To address this, researchers from the Stratingh Institute for Chemistry (University of Groningen) and Zymvol sought to prove that strategically placed mutations far from the active site could unlock new levels of performance.
For this study, the team selected an artificial enzyme based on the lactococcal multidrug resistance regulator (LmrR), which had previously reached, in different studies, a limited level of performance with only active-site mutations. This transcription factor is an ideal scaffold for designing “new-to-nature” enzymes for applications in biocatalysis, bioremediation, and biosensors.
To prove that distal mutations could enhance performance, our researchers used Zymspot, an innovative algorithm within our Zymevolver software. Zymspot’s function is to identify mutations that affect the enzyme’s conformational equilibrium and, in turn, its catalytic performance.

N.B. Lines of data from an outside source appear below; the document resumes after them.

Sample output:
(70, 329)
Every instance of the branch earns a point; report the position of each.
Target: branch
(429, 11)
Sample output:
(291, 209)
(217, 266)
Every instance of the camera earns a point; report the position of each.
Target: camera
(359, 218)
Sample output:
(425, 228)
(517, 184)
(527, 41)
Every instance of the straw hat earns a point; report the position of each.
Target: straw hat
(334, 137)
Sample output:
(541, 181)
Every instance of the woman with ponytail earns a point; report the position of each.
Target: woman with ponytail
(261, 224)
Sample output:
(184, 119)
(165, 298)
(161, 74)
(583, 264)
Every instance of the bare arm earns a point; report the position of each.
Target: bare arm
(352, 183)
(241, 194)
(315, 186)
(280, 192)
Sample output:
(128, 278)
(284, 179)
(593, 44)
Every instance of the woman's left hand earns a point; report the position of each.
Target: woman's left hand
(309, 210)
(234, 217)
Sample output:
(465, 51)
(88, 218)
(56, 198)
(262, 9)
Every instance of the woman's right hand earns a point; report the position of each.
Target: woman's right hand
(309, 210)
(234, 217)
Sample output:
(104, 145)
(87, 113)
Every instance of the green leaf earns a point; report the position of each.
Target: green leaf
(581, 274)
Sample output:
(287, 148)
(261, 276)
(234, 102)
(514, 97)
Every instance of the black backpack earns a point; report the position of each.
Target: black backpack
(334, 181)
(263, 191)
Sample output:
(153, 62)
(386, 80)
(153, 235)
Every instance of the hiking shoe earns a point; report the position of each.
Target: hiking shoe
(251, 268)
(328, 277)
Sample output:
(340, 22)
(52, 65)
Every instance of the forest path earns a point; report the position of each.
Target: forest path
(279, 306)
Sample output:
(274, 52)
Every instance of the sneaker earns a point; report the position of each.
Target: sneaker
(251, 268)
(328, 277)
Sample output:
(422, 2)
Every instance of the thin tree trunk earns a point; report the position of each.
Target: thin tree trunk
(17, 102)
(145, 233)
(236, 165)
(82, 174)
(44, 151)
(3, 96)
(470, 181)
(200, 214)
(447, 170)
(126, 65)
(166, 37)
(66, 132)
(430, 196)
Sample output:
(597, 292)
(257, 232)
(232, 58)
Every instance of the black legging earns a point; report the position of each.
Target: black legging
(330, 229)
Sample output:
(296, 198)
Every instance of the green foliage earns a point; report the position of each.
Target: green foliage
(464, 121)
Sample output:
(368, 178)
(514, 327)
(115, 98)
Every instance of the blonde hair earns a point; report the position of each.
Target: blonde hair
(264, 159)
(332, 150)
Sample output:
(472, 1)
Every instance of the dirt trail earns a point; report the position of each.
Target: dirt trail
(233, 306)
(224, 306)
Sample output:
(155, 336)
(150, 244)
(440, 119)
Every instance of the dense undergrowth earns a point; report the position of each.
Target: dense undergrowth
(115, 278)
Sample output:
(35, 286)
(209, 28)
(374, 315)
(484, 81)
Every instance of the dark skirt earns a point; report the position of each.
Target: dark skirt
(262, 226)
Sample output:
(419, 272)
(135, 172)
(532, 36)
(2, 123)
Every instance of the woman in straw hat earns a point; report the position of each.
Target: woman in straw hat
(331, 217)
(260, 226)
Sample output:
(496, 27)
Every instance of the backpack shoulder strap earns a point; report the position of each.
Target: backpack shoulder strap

This approach enabled us to quickly identify key areas of the enzyme that influence its behavior. The algorithm filtered millions of possibilities down to a manageable list of just 73 potentially beneficial variants. This computational list was generated in just two days, dramatically accelerating the entire engineering process.
✱ This Success Story summarizes the results presented in a peer-reviewed research paper co-authored by scientists from the Stratingh Institute for Chemistry (University of Groningen) and Zymvol Biomodeling.